Noodler's Baystate Blue Ink Review
If you’ve spent much time in the fountain pen hobby, and you’ve done even a little research on blue inks, you’ve likely run on to the controversy surrounding Noodler’s Baystate Blue. It’s a polarizing conversation. Some people really love it. Others really hate it. I like the ink. I enjoy Noodler’s inks. The brand itself has its detractors, yet I can’t understand why. Lots of colors are available. They work in most every pen. What’s not to like?
Baystate Blue is an extremely bright blue. It’s significantly more intense than Pilot’s Asa-gao. It jumps off the page. It’s extremely saturated. It shades very little, if at all. I like using it for copying passages of Scripture in my sermon manuscripts. It makes them pop. My eyes couldn’t skip them if they tried.
BSB does have some weaknesses you should be aware of and keep in mind. It really requires high-quality paper. Feathering and bleed-through definitely occur on cheap paper. I wouldn’t count on BSB if you’re working in an office and are commonly scribbling on copy paper.
The ink also has a reputation for staining. Get it on your fingers - and you will - and people can’t help but notice. Again, it’s an extremely bright, electric cobalt blue. I’m fortunate enough not to have had any accidents yet with BSB, but apparently clothes, carpet, and countertops are instant garbage if they come in contact with the ink.
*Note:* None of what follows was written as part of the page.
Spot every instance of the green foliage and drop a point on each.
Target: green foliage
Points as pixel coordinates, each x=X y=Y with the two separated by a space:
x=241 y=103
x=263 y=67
Use at your own risk! They also can stain pens. Clear demonstrators will usually end up with a permanent Baystate Blue tint. That’s certainly the case with one of my TWSBI Ecos. However, it doesn’t bother me much. I can make it a dedicated BSB pen, or simply always pair it with a blue ink. No big deal. It goes without saying that cleaning out pens filled with BSB will take some time.
If you keep all these things in mind, there’s no reason not to try Noodler’s great Baystate Blue. I’m hoping to try other inks in the series. Grab the blue for as little as $12.50 and no other blue will look the same again.